連休は楽しくお過ごしでしょうか。将棋をがんばっている子もいるようですね。ご家族の方もお疲れ様です。

さて、将棋界の大きな出来事としては、5月3〜5日に「第26回世界コンピュータ将棋選手権」が川崎で行われておりニコ動で中継されました。コンピューターソフト同士の対戦によりNo.1ソフトを決定する大会です。

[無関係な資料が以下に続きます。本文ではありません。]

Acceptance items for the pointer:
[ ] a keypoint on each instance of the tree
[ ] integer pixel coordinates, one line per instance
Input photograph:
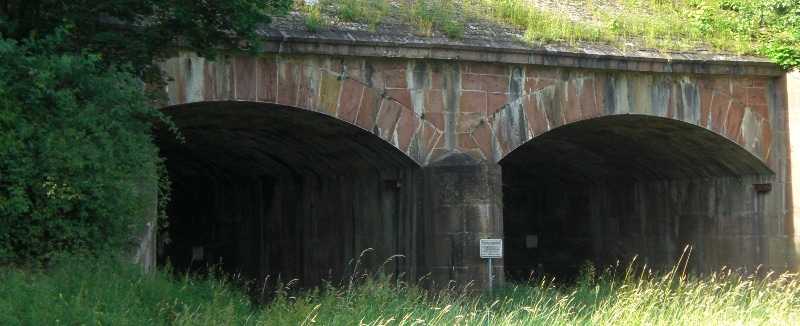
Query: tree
(75, 121)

コンピューターがズラリと並んで戦いが行われている雰囲気は、きっと情報系の人やゲーム好きにはたまらなくワクワクする雰囲気なのでしょうね。ロマンを感じる空間なのだろうと思います。

優勝はponanzaでした。二連覇、強いです。
そして、今回強さが際立ったのが、「技巧」でした。実は、ponanzaとの2次予選での対決では技巧の勝ちでした。3日目の決勝リーグでponanzaに負け準優勝となりましたが、今大会での両者の対決は1勝1敗。互角の強さを見せました。

下図は2次予選で先手技巧が後手ponanzaを破った対局の終盤から。技巧が▲4六角と玉頭の歩を払いながら2四にいた角を引いたところ。次に▲2四桂△1三玉▲3二桂成という攻めがありますが、これが受けづらくなっています。

▲技巧△ponanza


そして下図は最終日の決勝リーグ、ここまで全勝同士の両者が優勝をかけ再びぶつかり合った対局から。今度は先手がponanzaで後手が技巧です。
コンピューターは全般的に、玉の囲いは銀冠を高く評価するのだそうです。後手の技巧は、相手の棒銀を利用して銀冠に組み上げようとします。下図は先手の▲2四歩に△1四銀とかわしたところ。次に先手の銀が逃げたら△2三歩と合わせて銀冠にするのでしょう。

▲ponanza△技巧


ところが上図でponanzaの指した手は驚愕の▲1六歩。銀をとらせて次に▲1五歩で銀をとりかえすというワケです。
さらに驚いたことに▲1六歩に対し技巧は銀を取らずに△4五歩。以下、人間が唖然とするような激しい撃ち合いをponanzaが征し優勝となりました。

コンピューターには「怖い」という感情がないというのは解ってはいますが、改めて見せ付けられると呆然としてしまいます。

もうひとつ、決勝リーグから注目した対局がありましたので紹介します。「ponanza」と「読み太」の対局。
相振り飛車の戦形で後手の読み太が穴熊に構えたのに対し、先手のponanzaがほとんど居玉のまま最短で端攻めの形をつくり上げたのが驚きの構想でした。
後手が△3六歩と攻めてきたのに対し、これすら手抜いて▲6五歩と突き出します。

▲ponanza△読み太


上図から、△3七歩成▲同金!△2五桂▲2六金△3七歩▲3九歩△2四歩▲8五桂と進行。端攻めを成功させたponanzaの勝利となりました。
相振り穴熊に対し二枚金など簡素な囲いから端攻めに出る戦い方は教科書にありますが、自陣の整備をここまで省略するかと目を見はりました。


最終順位は、優勝「ponanza」、準優勝「技巧」、三位「大将軍」、四位「Apery」、五位「大合神クジラちゃん」、六位「NineDayFever」、七位「読み太」、八位「うさぴょん2」でした。